CS-456: MP1 - RND Normalization

Hello,

I have a question about the normalizations in part 3.4.

The project description states that the states have to be normalized using only a running average and that the intrinsic reward has to be also normalized but this time clamped between -5 and 5.

However, the linked article in the project description [Burda et al., 2018]. seems to state the opposite, namely that the intrinsic reward has to be only normalized with a running average and that it is the next_state that has to be normalized and clamped between -5 and 5.
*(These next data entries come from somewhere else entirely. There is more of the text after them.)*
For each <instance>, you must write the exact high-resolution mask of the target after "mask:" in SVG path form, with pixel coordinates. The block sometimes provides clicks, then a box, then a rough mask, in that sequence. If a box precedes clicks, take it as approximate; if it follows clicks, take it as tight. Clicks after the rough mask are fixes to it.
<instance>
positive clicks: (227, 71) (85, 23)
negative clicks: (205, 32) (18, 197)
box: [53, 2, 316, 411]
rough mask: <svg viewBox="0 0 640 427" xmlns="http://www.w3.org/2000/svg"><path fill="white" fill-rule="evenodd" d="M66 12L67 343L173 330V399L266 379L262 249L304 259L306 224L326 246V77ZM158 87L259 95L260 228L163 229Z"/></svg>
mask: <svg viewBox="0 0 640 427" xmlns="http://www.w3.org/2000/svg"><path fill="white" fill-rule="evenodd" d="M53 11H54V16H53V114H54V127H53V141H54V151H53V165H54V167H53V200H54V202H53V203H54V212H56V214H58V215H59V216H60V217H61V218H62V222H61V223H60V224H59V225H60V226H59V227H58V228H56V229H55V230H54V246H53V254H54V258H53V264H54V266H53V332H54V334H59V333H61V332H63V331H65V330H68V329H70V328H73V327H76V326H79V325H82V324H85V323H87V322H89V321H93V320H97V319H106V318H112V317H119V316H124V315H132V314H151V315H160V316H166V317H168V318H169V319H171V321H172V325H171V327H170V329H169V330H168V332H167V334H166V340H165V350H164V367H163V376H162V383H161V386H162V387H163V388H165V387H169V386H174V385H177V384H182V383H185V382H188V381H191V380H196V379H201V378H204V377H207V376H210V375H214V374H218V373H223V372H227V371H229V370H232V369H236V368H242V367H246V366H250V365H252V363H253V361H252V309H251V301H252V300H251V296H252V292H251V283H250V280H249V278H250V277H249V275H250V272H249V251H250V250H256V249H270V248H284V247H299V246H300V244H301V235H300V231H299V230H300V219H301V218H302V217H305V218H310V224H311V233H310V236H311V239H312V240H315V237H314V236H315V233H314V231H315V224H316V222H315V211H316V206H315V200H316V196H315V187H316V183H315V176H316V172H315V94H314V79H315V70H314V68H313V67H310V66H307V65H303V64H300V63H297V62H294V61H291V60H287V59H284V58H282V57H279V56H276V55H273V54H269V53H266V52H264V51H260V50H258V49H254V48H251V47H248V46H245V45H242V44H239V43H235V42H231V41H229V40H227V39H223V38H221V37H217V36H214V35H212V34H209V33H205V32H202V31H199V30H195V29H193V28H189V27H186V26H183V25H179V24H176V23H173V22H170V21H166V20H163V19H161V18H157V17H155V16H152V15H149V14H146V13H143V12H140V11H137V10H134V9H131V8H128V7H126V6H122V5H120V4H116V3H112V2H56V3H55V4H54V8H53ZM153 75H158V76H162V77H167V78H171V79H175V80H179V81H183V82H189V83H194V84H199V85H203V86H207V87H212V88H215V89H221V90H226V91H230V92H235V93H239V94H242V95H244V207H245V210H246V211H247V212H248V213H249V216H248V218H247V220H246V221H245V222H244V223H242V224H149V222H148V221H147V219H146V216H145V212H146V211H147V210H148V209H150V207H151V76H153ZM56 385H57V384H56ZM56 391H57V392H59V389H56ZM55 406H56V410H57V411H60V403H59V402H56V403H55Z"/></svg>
Which one should we implement ?

Thanks for your help,

Gaston Wolfart

Re: MP1 - RND Normalization

by Lucas Louis Gruaz - Monday, 27 May 2024, 09:28

Hello,

Yes, you are right. This is a mistake we made, but both work fine for the given task. You can implement any of the two options, both will be considered correct.

Best,
Lucas

Re: MP1 - RND Normalization

by Maria Yuffa Meshcheryakova - Monday, 27 May 2024, 13:59

Dear Lucas,

I am slightly confused: aren't we considering states that are much smaller than 5 (from -1.2 to 0.6 and from -0.07 to 0.07) compared to the authors who are exploring different environments?

Thank you in advance for clarification!

Best wishes,

Maria